How does Lemmy feel about "open source" machine learning, akin to the Fediverse vs Social Media?

brucethemoose@lemmy.world · edit-2 15 days ago

How does Lemmy feel about "open source" machine learning, akin to the Fediverse vs Social Media?

tkw8 · 15 days ago

I’m running Nvidia on Ubuntu. I’ll give exllama a shot.

brucethemoose@lemmy.world · edit-2 15 days ago

I’d recommend TabbyAPI with your favorite frontend, anything that works with OpenAI.

Or exui (which is what I tend to use) but is a bit more manual. text-gen-web-ui has better samplers, but its IMO more clanky and crufty, and really slow at long context.

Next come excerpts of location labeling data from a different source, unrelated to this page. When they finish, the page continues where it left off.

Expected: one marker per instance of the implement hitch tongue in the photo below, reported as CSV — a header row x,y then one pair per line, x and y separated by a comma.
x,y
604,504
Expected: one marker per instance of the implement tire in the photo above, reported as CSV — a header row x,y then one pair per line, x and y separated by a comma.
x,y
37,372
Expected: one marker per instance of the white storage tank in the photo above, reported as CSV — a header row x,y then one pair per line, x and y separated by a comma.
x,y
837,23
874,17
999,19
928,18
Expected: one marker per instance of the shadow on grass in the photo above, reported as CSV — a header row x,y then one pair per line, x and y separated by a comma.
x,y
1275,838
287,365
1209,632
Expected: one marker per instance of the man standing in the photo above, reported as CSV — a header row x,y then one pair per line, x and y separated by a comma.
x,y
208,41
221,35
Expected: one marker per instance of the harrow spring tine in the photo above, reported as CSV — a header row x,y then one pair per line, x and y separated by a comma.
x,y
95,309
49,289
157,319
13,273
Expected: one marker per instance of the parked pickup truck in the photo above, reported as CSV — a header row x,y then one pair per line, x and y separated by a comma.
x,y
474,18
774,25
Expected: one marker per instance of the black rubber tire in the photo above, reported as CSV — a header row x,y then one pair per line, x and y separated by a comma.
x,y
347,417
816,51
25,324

Also, uh, you’ll have to be careful about picking a model, you have to fit it to your GPU instead of letting ollama do it for you. I view this as a positive, as it forces you to search more a more optimal fit.

tkw8 · 15 days ago

I manually specify what models to pull. I’m not running anything too crazy. My largest model is gemma27B. But I’ve worked with dolphin-mistral which was fun.

brucethemoose@lemmy.world · 15 days ago

If you have a 24GB card, just go straight to the most recent Command R, a 3.75bpw-4bpw quantization. It’s incredible, and you can do the full 131K context on a 24GB GPU easy.

Gemma 27B Is actually quite good, but “narrow.” Its super low context and seems to be hyper optimized for short chatbot-arena style questions.

tkw8 · edit-2 15 days ago

Gemma 27B Is actually quite good, but “narrow.” Its super low context and seems to be hyper optimized for short chatbot-arena style questions.

This is the stuff I love to know so thanks for sharing. I will be pulling Command R tomorrow.

brucethemoose@lemmy.world · 15 days ago

Good! So Command-R excels at “RAG” style tasks like asking questions about a huge document, continuing a long story or so on. You should also read up on its super intricate system prompt format, which can steer it quite well.

I dunno about code, I tend to use Mistral Code 22B (or deepseek v2 API) for that.

I am happy to ramble on about this stuff, just ask.